Pada pembelajaran tematik, ada beberapa komponen yang berkaitan dalam pelaksanaannya.Komponen tersebut diantaranya peran guru dan siswa, pengelolaan kelas dan strategi dalam pembelajaran tematik. Hal ini akan dibahas tentang pengelolaan kelas dalam pembelajaran tematik. Kelas merupakan lingkungan yang digunakan dalam proses pembelajaran.  Untuk menciptakan lingkungan tersebut dibutuhkan seorang pengelola. Guru sebagai pengelola dalam pembelajaran. Pengelolaan kelas adalah cara guru menciptakan lingkungan pembelajaran yang tertib (Jacobsen, 2009:41).
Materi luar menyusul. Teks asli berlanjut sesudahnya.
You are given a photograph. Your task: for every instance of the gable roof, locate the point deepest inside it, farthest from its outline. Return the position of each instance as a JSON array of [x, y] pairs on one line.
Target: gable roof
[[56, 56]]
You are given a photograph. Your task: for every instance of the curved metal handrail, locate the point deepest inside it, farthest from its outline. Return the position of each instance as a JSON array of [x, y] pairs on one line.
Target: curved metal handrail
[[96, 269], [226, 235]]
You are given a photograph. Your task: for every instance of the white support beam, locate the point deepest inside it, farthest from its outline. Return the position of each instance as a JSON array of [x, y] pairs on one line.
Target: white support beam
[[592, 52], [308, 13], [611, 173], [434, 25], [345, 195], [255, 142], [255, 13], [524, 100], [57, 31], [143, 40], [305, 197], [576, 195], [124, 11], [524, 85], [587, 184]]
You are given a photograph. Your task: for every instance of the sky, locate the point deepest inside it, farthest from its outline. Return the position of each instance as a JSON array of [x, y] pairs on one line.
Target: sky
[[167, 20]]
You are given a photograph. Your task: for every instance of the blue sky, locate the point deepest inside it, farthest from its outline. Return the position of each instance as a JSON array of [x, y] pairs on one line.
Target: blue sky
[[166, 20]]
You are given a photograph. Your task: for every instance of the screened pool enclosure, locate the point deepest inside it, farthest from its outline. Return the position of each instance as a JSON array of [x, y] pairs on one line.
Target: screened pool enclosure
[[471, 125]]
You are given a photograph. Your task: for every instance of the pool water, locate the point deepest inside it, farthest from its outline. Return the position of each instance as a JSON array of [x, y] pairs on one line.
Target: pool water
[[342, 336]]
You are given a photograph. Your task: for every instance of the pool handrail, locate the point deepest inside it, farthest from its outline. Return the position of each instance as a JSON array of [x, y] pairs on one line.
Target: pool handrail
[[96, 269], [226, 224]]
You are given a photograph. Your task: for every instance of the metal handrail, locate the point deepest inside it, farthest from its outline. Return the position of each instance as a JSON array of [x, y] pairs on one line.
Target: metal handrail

3.        Pengelolaan Ruang Pembelajaran Tematik
Pengelolaan kelas dalam pembelajaran tematik tentu diperlukan.Pada pelaksanaan pembelajaran tematik suasana belajar dibuat menyenangkan.Ruangan ditata disesuaikan dengan tema yang dilaksanakan.Selain itu, modifikasi bangku siswa disesuaikan dengan kebutuhan belajar.Siswa tidak selalu duduk di bangku namun bisa juga di karpet.Kegiatan belajar pun dapat dilakukan di dalam kelas maupun luar kelas (Majid, 2014:191).
Dalam pembelajaran tematik pengaturan ruang belajar diatur untuk memudahkan proses pembelajaran, pengaturan belajar berkelompok, penyusunan meja dan kursi di dalam kelas diatur sedemikian rupa sehingga guru dan siswa dapat bergerak secara leluasa serta sewaktu-waktu dapat melihat dengan jelas apa yang tertera di papan tulis. Dengan demikian apa yang dilakukan oleh guru dalam mengatur ruang pembelajaran tematik telah sesuai dengan teori yang dikemukakan oleh Djamarah (2005: 174).
Adanya pengaturan ruang kelas yang disesuaikan dengan tema, lebih memungkinkan siswa lebih leluasa dalam menentukan tempat duduknya, selain itu hal ini dapat mengurangi rasa bosan bagi siswa.Ruangan tempat pembelajaran tematik yang diatur sedemikian rupa oleh guru memungkinkan semua siswa dapat bergerak leluasa tidak berdesakkan dan saling mengganggu antara peserta didik yang satu dengan lainnya pada saat melakukan aktivitas belajar.
Hal ini sesuai dengan pendapat Rohani (2004: 126), tentang pengaturan ruang kelas yang menyatakan:”Ruangan tempat belajar harus memungkinkan semua bergerak leluasa tidak berdesakkan dan saling mengganggu antara peserta didik yang satu dengan lainnya pada saat melakukan aktivitas belajar”. Pengaturan ruang pembelajaran tematik dilakukan sebagai upaya guru untuk mewujudkan suasana dan kondisi belajar di dalam kelas agar menjadi kondusif dan menyenangkan serta dapat memotivasi siswa untuk belajar dengan baik sesuai dengan kemampuan.
Dengan kata lain pengelolaan ruang kelas merupakan usaha dalam mengatur segala hal dalam proses pembelajaran, seperti lingkungan fisik dan sistem pembelajaran di kelas. Pembelajaran yang efektif membutuhkan kondisi kelas yang kondusif. Kelas yang kondusif adalah lingkungan belajar yang mendorong terjadinya proses belajar yang intensif dan efektif.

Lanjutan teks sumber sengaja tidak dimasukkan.